Taking the seasons as an example, in the hot summer and cold winter, people use fans, air conditioners, electric heating devices and other equipment to regulate indoor temperature for a significant increase. The fluctuation of electricity consumption in the same city is very significant, and the uncertainty of the peak electricity consumption may cause huge instantaneous impacts on the power grid.
Furthermore, considering the operating hours of service industries such as hotels and restaurants, as well as residents' commuting times, the power fluctuations on the load side are extremely large.
Power grid distribution and storage can greatly alleviate the problem of power fluctuations at the load end.
Select energy storage routes according to local conditions and based on facts.
In summary, energy storage systems can greatly alleviate the problem of power fluctuations at both the power source and load sides.
There are many types of energy storage technologies, such as pumped hydro storage and electrochemical energy storage, which are suitable for different scenarios.

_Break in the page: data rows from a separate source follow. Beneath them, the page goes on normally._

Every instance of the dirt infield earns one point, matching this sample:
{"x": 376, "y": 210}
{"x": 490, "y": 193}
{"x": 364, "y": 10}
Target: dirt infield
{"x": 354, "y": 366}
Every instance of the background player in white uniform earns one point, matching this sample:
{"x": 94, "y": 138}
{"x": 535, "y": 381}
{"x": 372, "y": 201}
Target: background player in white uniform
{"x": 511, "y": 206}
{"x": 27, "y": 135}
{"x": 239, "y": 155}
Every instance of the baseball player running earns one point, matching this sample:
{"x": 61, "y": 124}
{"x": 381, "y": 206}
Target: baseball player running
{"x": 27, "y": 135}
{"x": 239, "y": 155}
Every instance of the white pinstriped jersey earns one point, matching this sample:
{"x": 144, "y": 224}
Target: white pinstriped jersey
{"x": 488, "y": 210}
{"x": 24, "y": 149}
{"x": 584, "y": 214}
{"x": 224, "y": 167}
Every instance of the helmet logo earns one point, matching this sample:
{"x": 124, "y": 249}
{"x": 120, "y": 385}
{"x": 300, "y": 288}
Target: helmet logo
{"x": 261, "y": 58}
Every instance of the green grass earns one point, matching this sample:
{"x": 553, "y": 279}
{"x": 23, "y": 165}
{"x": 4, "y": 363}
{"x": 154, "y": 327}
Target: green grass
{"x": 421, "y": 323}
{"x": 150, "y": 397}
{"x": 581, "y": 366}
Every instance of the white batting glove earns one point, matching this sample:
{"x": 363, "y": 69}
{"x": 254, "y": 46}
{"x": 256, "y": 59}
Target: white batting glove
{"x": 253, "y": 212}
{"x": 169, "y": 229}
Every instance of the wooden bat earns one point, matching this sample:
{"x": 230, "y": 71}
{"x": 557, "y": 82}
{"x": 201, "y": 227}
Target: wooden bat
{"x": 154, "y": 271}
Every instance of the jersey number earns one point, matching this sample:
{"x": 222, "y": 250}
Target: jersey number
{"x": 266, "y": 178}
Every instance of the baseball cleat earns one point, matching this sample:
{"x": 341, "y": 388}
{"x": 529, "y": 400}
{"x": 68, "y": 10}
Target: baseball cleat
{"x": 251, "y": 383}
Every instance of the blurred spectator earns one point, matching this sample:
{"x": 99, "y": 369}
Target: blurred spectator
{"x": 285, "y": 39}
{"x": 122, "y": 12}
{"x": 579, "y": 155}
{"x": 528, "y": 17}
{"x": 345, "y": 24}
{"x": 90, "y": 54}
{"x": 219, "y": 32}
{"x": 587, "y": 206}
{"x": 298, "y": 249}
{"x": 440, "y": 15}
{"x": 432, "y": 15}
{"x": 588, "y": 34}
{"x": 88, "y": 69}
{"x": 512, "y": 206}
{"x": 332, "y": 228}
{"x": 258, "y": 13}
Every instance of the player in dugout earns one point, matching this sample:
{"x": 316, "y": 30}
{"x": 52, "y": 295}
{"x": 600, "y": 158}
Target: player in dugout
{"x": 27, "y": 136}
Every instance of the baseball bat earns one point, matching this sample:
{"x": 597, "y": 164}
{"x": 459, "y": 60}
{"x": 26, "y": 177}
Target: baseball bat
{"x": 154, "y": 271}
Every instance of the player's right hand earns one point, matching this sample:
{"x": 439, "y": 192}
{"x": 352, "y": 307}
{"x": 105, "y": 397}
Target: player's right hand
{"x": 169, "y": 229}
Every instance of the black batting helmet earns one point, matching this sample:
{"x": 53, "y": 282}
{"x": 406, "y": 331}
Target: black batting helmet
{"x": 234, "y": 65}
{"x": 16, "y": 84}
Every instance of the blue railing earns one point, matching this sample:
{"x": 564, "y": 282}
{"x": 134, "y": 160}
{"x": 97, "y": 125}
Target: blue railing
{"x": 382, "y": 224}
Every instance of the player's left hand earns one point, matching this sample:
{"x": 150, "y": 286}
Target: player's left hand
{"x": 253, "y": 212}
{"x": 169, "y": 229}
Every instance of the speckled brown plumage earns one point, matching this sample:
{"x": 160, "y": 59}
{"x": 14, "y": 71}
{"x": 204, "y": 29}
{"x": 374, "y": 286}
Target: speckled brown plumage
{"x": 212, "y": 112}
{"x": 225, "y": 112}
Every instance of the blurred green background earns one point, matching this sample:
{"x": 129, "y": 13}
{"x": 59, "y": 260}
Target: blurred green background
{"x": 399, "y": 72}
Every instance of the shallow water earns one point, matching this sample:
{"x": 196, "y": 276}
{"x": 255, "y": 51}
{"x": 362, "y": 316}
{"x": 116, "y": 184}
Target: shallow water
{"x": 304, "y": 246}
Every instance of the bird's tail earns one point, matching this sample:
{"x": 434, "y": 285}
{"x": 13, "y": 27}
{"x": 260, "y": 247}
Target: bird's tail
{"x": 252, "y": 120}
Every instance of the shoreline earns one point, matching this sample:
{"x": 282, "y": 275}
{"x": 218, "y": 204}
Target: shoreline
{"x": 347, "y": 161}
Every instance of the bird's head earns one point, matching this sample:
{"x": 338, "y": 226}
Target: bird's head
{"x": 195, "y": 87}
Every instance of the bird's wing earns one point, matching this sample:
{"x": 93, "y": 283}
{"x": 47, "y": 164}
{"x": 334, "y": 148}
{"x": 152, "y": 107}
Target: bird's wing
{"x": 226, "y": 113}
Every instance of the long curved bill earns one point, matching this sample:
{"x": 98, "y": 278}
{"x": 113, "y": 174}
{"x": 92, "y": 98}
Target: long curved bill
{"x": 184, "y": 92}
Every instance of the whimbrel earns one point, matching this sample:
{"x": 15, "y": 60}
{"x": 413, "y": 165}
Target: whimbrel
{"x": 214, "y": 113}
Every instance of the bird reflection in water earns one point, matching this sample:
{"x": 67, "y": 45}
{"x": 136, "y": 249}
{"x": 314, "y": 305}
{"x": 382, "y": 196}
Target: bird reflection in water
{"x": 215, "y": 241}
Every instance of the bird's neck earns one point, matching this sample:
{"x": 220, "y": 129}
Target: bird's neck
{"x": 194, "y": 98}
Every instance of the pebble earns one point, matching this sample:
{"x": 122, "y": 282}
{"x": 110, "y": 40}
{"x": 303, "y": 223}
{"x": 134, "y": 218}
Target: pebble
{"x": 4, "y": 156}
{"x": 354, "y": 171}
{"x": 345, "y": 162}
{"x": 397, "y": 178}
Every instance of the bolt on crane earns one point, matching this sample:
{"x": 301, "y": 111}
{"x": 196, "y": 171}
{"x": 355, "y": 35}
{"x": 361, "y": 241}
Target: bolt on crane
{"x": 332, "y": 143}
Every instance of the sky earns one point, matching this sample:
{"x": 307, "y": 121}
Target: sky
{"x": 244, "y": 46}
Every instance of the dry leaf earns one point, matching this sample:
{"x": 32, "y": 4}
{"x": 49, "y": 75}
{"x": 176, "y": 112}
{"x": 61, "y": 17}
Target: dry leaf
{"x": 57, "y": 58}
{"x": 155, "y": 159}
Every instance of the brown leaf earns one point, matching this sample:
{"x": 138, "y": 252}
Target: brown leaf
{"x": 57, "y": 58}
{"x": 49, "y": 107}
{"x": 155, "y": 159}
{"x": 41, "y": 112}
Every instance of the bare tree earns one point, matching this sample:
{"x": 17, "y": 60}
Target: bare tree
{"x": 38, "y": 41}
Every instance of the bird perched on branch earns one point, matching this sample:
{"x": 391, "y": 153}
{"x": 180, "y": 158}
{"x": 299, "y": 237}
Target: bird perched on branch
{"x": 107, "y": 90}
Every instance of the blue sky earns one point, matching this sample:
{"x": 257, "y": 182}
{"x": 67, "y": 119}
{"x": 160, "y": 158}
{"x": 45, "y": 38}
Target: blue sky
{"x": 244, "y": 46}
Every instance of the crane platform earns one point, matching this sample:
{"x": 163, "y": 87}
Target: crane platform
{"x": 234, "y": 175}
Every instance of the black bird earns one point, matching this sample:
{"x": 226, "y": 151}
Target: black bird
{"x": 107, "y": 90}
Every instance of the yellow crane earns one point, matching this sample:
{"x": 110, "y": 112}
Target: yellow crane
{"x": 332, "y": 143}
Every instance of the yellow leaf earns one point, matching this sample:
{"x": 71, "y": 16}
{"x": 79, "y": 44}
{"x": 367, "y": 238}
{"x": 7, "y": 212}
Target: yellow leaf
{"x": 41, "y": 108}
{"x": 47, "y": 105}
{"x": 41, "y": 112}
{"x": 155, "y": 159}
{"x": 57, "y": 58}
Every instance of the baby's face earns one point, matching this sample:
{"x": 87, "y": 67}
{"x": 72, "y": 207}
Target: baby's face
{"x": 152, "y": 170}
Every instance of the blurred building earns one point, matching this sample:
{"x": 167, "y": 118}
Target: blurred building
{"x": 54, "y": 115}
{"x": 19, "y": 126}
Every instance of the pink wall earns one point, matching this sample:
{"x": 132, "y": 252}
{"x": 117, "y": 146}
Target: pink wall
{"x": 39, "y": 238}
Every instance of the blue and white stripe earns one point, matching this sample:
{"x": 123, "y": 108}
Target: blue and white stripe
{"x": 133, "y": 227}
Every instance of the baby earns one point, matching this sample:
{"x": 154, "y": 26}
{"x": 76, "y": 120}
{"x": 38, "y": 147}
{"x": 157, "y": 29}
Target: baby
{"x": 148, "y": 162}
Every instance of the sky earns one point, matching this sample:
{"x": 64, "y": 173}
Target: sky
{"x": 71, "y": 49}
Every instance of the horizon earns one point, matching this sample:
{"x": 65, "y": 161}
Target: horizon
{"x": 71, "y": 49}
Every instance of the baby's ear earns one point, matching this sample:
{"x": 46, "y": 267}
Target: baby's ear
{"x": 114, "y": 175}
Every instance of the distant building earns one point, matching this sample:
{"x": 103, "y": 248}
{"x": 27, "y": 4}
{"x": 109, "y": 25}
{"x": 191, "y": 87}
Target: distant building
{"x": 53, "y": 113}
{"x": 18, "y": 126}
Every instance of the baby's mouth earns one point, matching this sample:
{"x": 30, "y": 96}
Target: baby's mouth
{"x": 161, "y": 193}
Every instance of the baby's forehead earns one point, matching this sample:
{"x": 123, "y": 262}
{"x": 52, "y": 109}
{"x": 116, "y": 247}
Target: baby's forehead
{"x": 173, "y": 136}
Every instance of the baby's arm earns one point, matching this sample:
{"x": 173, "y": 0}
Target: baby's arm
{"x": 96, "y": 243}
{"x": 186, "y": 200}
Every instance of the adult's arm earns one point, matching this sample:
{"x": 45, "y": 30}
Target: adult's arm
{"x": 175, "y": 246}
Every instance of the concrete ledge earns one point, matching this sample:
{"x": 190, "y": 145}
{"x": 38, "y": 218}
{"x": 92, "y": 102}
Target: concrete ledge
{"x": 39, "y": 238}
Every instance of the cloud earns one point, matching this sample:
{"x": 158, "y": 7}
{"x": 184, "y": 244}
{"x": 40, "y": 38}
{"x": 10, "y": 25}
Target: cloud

Electrochemical energy storage technologies such as sodium-ion batteries, lithium-ion batteries, vanadium redox flow batteries, and hydrogen fuel cells offer fast response times, diverse operating modes, and strong ability to avoid instantaneous grid impacts. They are suitable for use in conjunction with new energy power plants with large fluctuations in energy output frequency, such as wind farms and photovoltaic power plants.
Pumped hydro storage has a large capacity, long lifespan, and low cost per kilowatt-hour, making it suitable for regions with fluctuations exceeding 4 hours that require long-term energy storage. However, it has site requirements, needing to be located in mountainous or hilly areas with a certain elevation difference. Southwest my country is a suitable region for this type of energy storage.